J Neurol Surg B Skull Base 2017; 78(S 01): S1-S156
DOI: 10.1055/s-0037-1600794
Poster Abstracts
Georg Thieme Verlag KG Stuttgart · New York

Why Should Temporary Arterial Clipping Be Used for Occlusion during Anterior Cerebral Artery Aneurysm Repair? Evaluation of Prospective Factors

Paulo H. Pires de Aguiar
1   Santa Paula Hospital and Federal University of Rio Grande do Sul, Rio Grande do Sul, Brazil
,
Apio C. Martins Antunes
2   Federal University of Rio Grande do Sul, Rio Grande do Sul, Brazil
,
Antonio Araujo dos Santos
1   Santa Paula Hospital and Federal University of Rio Grande do Sul, Rio Grande do Sul, Brazil
,
Renata F. Simm
1   Santa Paula Hospital and Federal University of Rio Grande do Sul, Rio Grande do Sul, Brazil
,
Marco A. Stefani
2   Federal University of Rio Grande do Sul, Rio Grande do Sul, Brazil
,
Iracema Estevão
3   Medical School São Francisco University, Bragança Paulista, Brazil
,
Luana A. Crhristiano
4   Pontifical Catholic University of Sorocaba, Sao Paulo, Brazil
› Author Affiliations
Further Information

Publication History

Publication Date:
02 March 2017 (online)

 

Introduction: This study was undertaken to determine variables that could predict, in the perioperative period of anterior communicating artery (ACom) aneurysms surgeries, the likelihood of postoperative sequelae and complications, after temporary arterial occlusion.
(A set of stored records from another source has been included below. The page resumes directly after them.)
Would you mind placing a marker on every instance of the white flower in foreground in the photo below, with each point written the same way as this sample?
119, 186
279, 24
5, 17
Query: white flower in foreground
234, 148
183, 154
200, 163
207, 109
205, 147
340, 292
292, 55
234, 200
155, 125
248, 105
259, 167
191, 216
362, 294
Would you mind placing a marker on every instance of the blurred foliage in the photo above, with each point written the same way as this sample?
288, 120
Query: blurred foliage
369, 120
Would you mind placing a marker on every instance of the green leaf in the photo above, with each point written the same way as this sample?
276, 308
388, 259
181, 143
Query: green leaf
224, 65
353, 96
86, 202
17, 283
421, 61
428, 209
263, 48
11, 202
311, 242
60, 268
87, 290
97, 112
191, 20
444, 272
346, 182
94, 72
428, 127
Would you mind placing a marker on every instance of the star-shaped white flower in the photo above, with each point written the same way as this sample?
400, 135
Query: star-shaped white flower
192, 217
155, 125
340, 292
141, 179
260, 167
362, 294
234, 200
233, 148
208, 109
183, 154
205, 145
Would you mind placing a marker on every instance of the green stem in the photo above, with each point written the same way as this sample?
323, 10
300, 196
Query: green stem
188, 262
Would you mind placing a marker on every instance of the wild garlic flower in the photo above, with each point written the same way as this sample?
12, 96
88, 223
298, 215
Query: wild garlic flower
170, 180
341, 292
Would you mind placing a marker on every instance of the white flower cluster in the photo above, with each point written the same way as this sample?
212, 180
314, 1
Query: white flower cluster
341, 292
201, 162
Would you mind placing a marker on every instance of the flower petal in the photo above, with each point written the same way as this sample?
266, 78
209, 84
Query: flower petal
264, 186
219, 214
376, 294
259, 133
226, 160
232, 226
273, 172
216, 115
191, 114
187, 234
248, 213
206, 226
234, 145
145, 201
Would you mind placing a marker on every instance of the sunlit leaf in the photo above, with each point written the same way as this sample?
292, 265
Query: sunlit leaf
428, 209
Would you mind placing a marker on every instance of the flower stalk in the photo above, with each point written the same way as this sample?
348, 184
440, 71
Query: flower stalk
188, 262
Results: In a universe of 92 patients submitted to ACom aneurysm clipping between 2000 and 2013, a total of 32 patients were operated in the last 7 years. Among these patients, 21 needed temporary arterial occlusion during surgical aneurysm repair, and had their data examined retrospectively. Aneurysms larger than 7 mm were more likely to be treated with longer temporary clipping time than small aneurysms, <7 mm (11.3 ± 4.1 vs. 22 ± 5.7, t-test, p < 0.0001). There was no statistical correlation between time of occlusion and outcome (r = 0.92, Pearson, p > 0.08). Age, Glasgow Coma Scale (GCS) at initial evaluation, and Fisher scale at 1st CT scanning were independent factors of unfavorable outcome (Glasgow Outcome Scale ≤ 3) (cox-regression, p < 0.001). Among variable factors, being older than 50 years, an initial GCS under 13, and a Fisher grade III or IV resulted in worse outcome. Meanwhile gender, tobacco or alcohol addiction, obesity, arterial hypertension, dyslipidemia, location of temporary occlusion (A1 or A2), intraoperative rupture and the aneurysm size were not identified as independent prognostic factors. During follow-up period, two-thirds of the patients had a favorable outcome (GOS ≥ 4), accomplishing normal daily life activities without major complications. Fifty-two percent of patients evolved with hydrocephalus, despite of routinely fenestration of the lamina terminalis, performed in 71.4% of procedures. Most patients also developed clinical vasospasm (66.6%), with 19% of the patients harboring a severe disease. Delayed ischemic neurological deficit was observed in 28.5%, secondary to severe vasospasm, and without any statistical correlation to time of temporary occlusion or intraoperative aneurysm rupture.

Conclusion: Temporary clipping during ACom aneurysm repair does not seem to add more morbidities to the procedure, and is not an independent prognostic factor. However, age, initial GCS and Fisher grade are associated to unfavorable outcome.